Clube histórico de Iracemápolis abandonado desde 2019 oferece risco à saúde pública
O Clube Recreativo e Cultural de Iracemápolis (Creci), um espaço que por décadas foi palco de festas, confraternizações e eventos culturais na cidade do interior de São Paulo, encontra-se em estado crítico de abandono. Fechado desde 2019, o local está coberto por mato alto e apresenta sinais visíveis de deterioração, representando um risco à saúde dos moradores devido a condições insalubres, como água parada na piscina.
Comunidade lamenta perda de espaço de convivência
Moradores e artistas locais expressam profunda tristeza e indignação com a situação do clube. Josemaura Rodrigues da Silva, atendente e frequentadora assídua do Creci, relembra com carinho os momentos vividos no espaço. "Era a melhor época possível, porque ali a gente se divertia, encontrava amigos da região inteira. Tenho certeza que se as pessoas soubessem que o Creci abriu novamente, as pessoas vão voltar lá, pelo menos para se encontrar, bater um papo e se lembrar do que aconteceu, que foram épocas muito boas", afirmou.

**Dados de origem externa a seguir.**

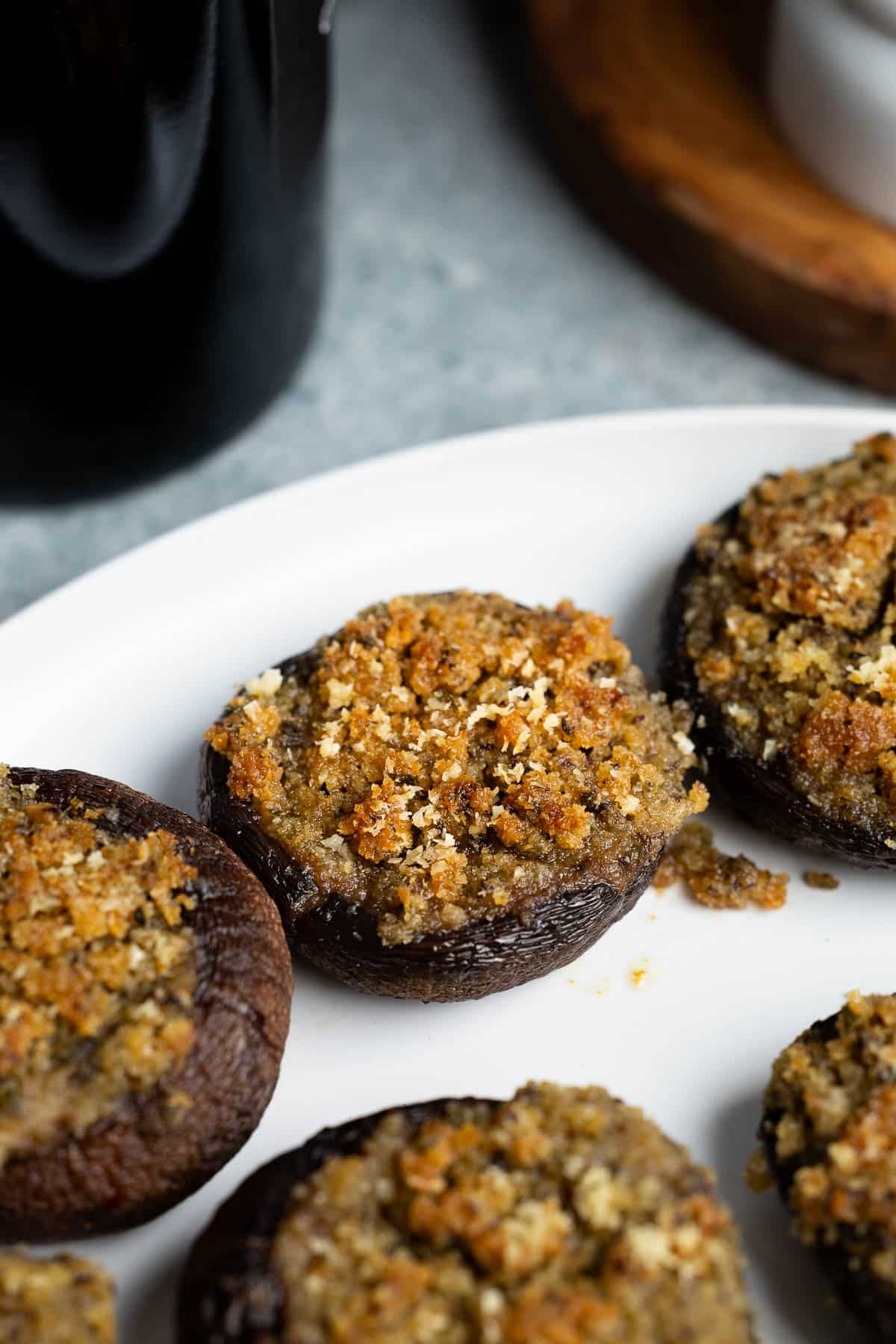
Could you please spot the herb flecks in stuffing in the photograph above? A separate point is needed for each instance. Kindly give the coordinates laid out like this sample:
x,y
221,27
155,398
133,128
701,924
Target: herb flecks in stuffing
x,y
830,1112
55,1301
561,1216
97,968
455,756
716,880
791,628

O músico Kleiton Eduardo destacou a importância cultural do clube para a região. "O Creci era um espaço muito importante porque lá tinham muitos eventos, muitos bailes, muitos eventos temáticos. Movimentava não só Iracemápolis, como toda uma região. Tinham movimentos culturais, peças de teatro, aulas de zumba, de tudo o que você imaginar", contou. Willian da Silva Santos, autônomo, complementou: "Dá pena porque os eventos que tinham, jogos de férias, gincanas no Creci. Muitos artistas renomados tocaram por aqui. Detalhe, o Creci, desde sua fundação, era referência na região".

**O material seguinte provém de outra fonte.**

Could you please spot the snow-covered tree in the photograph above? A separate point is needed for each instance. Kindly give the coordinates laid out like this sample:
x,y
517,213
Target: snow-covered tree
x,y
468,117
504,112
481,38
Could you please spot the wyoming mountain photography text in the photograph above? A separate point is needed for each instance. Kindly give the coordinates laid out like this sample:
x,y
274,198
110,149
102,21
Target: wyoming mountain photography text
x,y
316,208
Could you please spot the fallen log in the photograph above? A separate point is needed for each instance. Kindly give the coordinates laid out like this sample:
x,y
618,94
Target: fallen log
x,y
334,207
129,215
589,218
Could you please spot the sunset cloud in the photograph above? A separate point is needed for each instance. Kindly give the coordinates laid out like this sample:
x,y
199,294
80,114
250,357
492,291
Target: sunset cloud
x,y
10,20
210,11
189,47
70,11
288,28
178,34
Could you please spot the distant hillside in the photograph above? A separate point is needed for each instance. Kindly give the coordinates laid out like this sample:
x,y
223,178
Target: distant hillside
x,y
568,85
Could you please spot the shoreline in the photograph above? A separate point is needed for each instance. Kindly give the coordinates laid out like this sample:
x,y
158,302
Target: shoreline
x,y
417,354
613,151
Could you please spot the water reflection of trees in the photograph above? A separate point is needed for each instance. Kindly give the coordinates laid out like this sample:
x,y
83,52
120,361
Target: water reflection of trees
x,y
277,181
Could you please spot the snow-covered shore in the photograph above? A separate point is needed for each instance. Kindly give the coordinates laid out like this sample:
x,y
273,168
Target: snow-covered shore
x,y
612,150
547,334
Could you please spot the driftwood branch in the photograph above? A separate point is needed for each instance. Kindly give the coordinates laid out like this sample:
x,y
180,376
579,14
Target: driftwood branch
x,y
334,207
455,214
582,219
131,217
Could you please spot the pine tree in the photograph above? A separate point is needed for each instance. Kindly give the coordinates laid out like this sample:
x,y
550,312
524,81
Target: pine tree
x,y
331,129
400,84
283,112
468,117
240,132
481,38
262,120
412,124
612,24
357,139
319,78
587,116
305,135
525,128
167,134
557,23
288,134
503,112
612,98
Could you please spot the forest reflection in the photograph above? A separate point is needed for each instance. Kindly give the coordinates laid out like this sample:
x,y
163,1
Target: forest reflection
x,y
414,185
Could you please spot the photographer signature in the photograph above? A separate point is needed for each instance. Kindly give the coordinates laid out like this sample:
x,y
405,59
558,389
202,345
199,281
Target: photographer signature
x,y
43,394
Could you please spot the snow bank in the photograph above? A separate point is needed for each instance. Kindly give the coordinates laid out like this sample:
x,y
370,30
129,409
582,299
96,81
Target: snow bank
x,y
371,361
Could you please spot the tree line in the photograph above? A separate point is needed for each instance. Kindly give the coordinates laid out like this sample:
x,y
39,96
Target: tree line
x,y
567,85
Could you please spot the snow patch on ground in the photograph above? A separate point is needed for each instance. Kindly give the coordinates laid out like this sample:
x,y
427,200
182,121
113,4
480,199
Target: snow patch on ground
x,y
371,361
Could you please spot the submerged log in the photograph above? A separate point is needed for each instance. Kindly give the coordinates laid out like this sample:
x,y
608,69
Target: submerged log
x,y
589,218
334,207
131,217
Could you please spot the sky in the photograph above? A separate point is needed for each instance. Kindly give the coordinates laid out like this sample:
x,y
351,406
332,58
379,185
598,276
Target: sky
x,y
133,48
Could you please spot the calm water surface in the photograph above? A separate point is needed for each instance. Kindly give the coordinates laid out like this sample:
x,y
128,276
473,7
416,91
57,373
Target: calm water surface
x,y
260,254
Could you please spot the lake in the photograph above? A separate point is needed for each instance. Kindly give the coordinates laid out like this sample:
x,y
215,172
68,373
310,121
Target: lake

Imagens revelam situação alarmante
Registros feitos pela EPTV, afiliada da Rede Globo na região de Piracicaba, mostram cenas preocupantes:
- Mato alto tomando calçamentos e áreas externas do clube.
- Água parada e estagnada na piscina, criando ambiente propício para proliferação de mosquitos e doenças.
- Sinais de abandono e falta de manutenção básica em toda a estrutura.
O último evento realizado no Creci foi em 2019, e ainda é possível encontrar registros dessa época nas paredes do prédio, construído na década de 1970.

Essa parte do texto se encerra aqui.